Amerks assistant coach Gord Dineen filled in as interim coach in Taylor’s absence.
4. Free hockey … and more free hockey
When is a 60-minute hockey game 62 minutes and change?
When the officiating crew somehow doesn’t see a puck shot into a virtually wide open net from 10 feet.
Toronto’s Darren Archibald hammered home a rebound on a power play after a Teemu Kivihalme’s shot hit the post, apparently tying the game 2-2 at 8:43 of the third period.
The puck ricocheted back out off the netting almost instantaneously.
Referee Brandon Biggers, standing maybe 10 feet from the net, somehow didn’t see it go in, and the remainder of the officiating crew didn’t stop play either.
So they continued to play for another two-plus minutes — which is proper procedure.

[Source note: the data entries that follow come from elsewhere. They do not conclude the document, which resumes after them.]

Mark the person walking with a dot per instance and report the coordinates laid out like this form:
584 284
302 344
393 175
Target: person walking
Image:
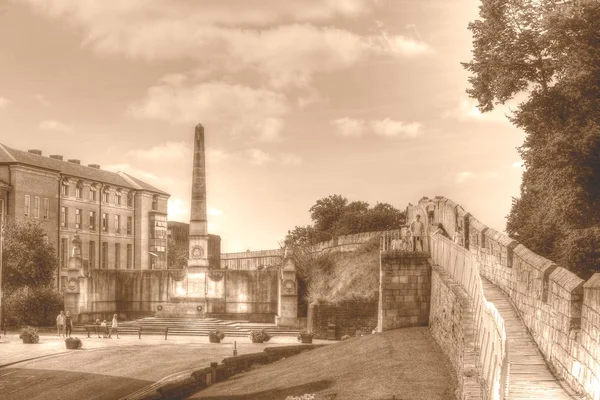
430 207
114 326
68 324
417 230
60 324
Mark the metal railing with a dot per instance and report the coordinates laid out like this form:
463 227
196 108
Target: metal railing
489 329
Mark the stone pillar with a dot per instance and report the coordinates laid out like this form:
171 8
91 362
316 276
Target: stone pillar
288 292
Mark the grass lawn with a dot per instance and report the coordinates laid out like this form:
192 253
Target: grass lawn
405 363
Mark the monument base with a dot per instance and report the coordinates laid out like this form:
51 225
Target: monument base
185 308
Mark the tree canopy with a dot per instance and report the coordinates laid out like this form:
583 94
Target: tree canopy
334 216
29 261
549 51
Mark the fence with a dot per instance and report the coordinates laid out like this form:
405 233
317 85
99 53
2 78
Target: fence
490 332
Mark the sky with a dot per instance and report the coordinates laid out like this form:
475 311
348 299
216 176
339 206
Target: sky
299 100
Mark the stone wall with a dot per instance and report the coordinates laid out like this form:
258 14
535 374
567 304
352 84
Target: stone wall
561 311
405 279
349 318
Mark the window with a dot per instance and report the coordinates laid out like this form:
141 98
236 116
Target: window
46 208
92 220
104 255
117 255
63 217
129 256
92 255
27 205
78 213
64 252
93 193
36 207
65 188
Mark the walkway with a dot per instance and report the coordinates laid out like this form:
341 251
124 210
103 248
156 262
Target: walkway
529 374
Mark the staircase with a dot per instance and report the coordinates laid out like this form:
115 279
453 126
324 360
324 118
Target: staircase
203 326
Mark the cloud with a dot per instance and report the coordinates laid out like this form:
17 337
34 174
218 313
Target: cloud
466 110
168 151
42 100
258 38
291 159
233 109
462 177
258 157
4 102
52 125
350 127
391 128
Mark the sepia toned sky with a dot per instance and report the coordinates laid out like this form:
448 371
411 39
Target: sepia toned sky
299 100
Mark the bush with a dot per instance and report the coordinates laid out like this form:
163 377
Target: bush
33 307
259 335
73 343
29 333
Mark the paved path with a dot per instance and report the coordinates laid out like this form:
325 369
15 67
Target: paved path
529 374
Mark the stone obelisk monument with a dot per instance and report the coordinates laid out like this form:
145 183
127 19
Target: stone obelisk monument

That was long enough for the Amerks to kill off the power play and take another penalty.
On the next stoppage of play, the referees went to video, realized Archibald had scored, counted the goal, assessed the penalty and reset the clock to 8:43.

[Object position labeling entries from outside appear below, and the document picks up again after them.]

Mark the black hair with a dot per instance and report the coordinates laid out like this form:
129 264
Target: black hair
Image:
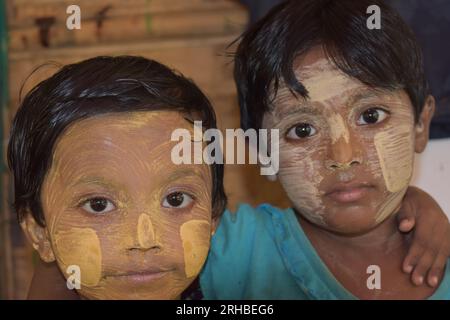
387 58
96 86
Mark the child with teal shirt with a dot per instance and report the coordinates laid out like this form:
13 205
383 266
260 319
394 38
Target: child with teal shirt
352 106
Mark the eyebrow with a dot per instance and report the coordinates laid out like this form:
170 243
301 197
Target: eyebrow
303 108
95 180
182 173
366 94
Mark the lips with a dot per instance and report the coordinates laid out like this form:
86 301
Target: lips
350 192
144 276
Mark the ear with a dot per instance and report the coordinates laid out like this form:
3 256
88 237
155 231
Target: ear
214 224
422 127
38 237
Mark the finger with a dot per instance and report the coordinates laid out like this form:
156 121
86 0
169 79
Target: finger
412 258
437 269
407 224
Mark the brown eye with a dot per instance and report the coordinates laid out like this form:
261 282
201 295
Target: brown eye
301 130
98 205
177 200
372 116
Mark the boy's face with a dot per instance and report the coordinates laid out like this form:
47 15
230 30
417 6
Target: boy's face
115 205
346 153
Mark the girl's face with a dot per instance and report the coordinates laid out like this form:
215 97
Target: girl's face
136 225
346 153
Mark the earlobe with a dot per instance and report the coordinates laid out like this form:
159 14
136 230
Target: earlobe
422 126
214 225
38 237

All of that was done according to the rules.
What baffled Taylor was that the entire officiating crew never saw it go in.
“I was thinking maybe I saw it wrong if all four of them missed it,” he said.
5. Extra hockey was the last thing the Amerks needed
Injuries and recalls have taken six of the Amerks top 12 forwards out of the lineup, so defensemen Nathan Paetsch and Casey Fitzgerald again played at forward.
The added time played because of the no-goal/yet-it’s-a-goal wasn’t necessarily appreciated.
“We had to play an extra 2 1/2 minutes and then kill another penalty, too,” Taylor said.
6. That’s points in nine straight
The loss snapped the Amerks six-game winning streak but it did extend their points-earned streak to nine games (7-0-1-1), which is every game in November.
They remain in second place in the North Division with 28 points, three behind Toronto.
Through 19 games, the Amerks have lost just three times in regulation. Only the Marlies, at 14-2-2-1, have lost fewer regulation games in the 31-team AHL.